Dietary diversity, high nutrient food and reduced exposure to faecal pathogens are critical for child growth and development. Developing and scaling programmes to address growth shortfalls within the first 1000 days of life would substantially impact long-term health and development outcomes.
Siloed approaches to improve nutrition and reduce enteric infections of pregnant and lactating mothers and infants have shown moderate success. However, there has been limited evidence that community-based interventions can yield substantial gains in nutrition and enteric infection.
Few integrated water, sanitation and hygiene (WASH) and nutritional interventions rely on behavioural theory for intervention development.
What are the new findings?
Our integrated demand-side behavioural change intervention, developed as part of a multisectoral collaboration between researchers, development partners and community-based organisations, catalysed important changes in seven key WASH and nutritional behaviours relevant for the first 1000 days of life. The theory-informed approach was delivered through an at-scale care group delivery strategy.
What do the new findings imply?
Our cluster randomised trial revealed considerable improvements in pre-defined behaviours by caregivers. Behavioural changes resulting from this intervention could result in significant improvement in child health; further research should be undertaken to determine if changes in behaviour translate to gains in child health. Commonly delivered knowledge-based intervention strategies should be complemented with other strategies informed by behavioural theory, formative research, and behavioural trials to optimise delivery and impact on behavioural change.
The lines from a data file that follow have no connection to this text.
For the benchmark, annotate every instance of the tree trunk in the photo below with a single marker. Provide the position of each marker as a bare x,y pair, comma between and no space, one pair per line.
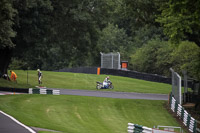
5,57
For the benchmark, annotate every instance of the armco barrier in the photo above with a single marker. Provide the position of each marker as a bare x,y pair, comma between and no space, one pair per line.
124,73
135,128
188,121
43,91
117,72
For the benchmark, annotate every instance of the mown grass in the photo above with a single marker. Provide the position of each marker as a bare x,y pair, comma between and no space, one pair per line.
88,82
81,114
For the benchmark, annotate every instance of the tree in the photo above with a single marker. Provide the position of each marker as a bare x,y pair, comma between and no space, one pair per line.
7,14
180,20
114,39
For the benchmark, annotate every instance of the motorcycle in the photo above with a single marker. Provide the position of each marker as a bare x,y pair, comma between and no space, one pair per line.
108,86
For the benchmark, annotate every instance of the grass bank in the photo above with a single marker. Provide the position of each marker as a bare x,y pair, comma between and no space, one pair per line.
78,114
88,82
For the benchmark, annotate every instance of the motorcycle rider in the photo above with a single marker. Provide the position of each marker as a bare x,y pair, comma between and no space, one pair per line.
105,82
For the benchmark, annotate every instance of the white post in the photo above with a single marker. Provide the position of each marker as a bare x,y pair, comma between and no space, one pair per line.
119,60
101,59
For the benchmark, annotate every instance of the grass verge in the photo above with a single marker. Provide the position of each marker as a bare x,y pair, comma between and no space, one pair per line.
87,81
75,114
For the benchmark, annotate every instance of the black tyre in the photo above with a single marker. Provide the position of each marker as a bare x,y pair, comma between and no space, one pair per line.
111,87
98,87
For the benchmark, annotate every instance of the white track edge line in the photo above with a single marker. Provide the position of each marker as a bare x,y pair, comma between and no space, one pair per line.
28,128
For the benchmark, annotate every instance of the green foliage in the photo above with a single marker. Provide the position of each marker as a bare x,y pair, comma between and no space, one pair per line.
180,20
149,58
16,64
158,56
187,57
114,39
7,14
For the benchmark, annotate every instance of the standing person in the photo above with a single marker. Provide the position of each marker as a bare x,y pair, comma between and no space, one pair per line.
39,76
105,82
13,76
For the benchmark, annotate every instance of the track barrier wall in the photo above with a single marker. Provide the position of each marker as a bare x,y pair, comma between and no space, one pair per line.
188,121
119,72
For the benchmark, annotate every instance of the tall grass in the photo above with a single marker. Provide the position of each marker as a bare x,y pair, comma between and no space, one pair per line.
87,81
80,114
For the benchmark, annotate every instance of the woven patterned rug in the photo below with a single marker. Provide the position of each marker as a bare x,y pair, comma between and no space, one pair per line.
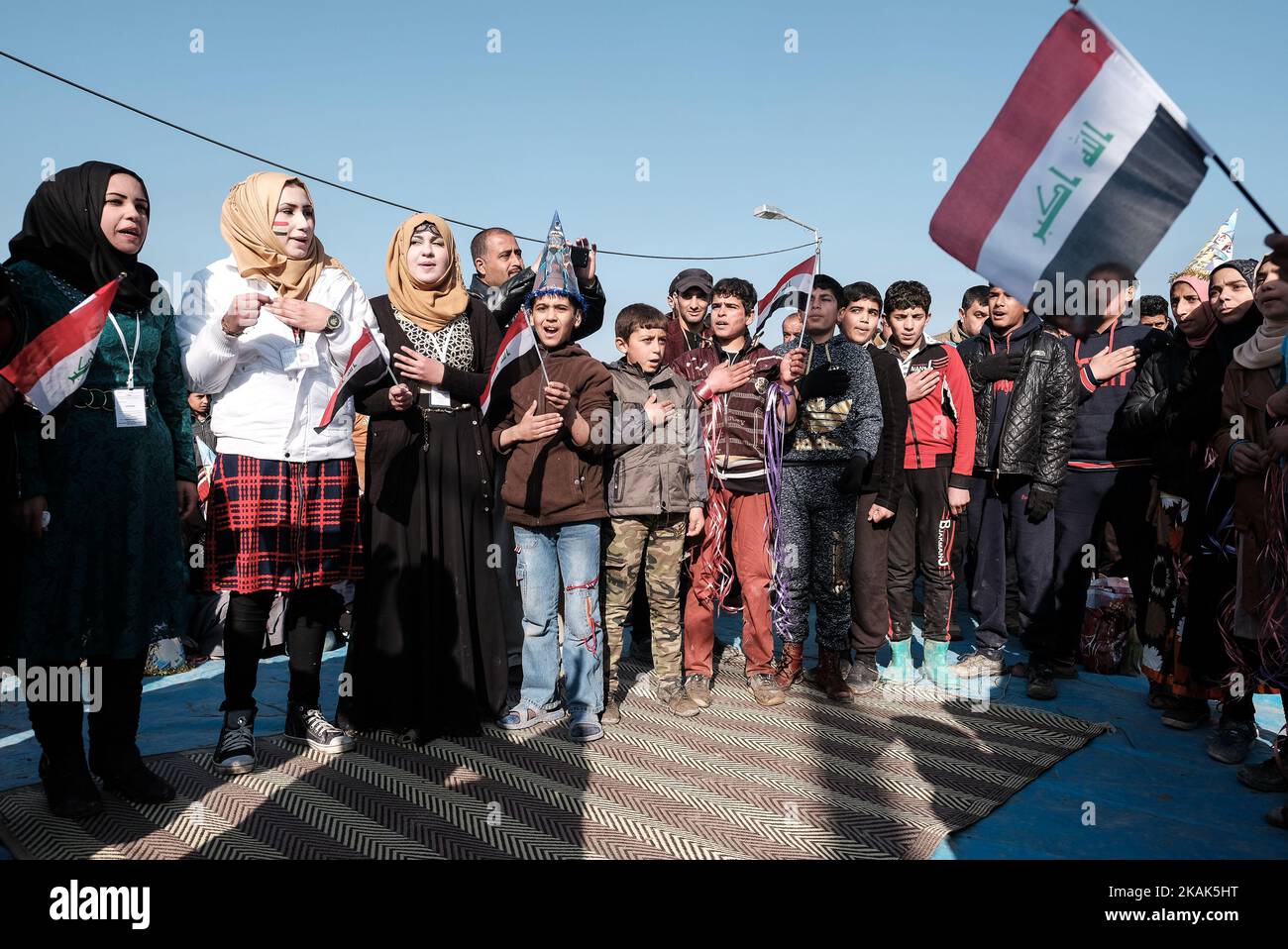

Stunting affects nearly one-fourth of children under 5 worldwide, and although the prevalence of stunting has recently declined, it remains a major public health concern, particularly in low-income and middle-income countries.1–3 Suboptimal growth during the first 2 years of life has been shown to increase risk of death from infectious disease in childhood.4 While the first 1000 days of life from conception to 24 months is regarded as a critical window for the prevention of stunting, there is evidence that suggests the importance of maternal nutrition from preconception as well.5 6 Stunting can have irreversible negative effects on future health and development, including cognition, language, social-emotional functioning, and physical well-being7 which can lead to educational and financial achievement gaps in highly affected regions or countries.8 For these reasons, it is critical to normalise growth for pregnant women and children to ensure future health and well-being in high-burden regions.
Improving the diets of young children can reduce stunting, though at best, only by about one-third.9 Improvements through nutrition are hindered by barriers related to food access and availability, and complications due to symptomatic or asymptomatic infections.7 10 Exposure to faecal pathogens, both human and animal, resulting in diarrhoeal disease or even persistent exposure resulting in asymptomatic infection—leading to environmental enteric dysfunction—are hypothesised as significant causes of growth faltering.3 11–13 Unsafe drinking water, poor sanitation access, and inadequate hygiene (WASH) increase that exposure.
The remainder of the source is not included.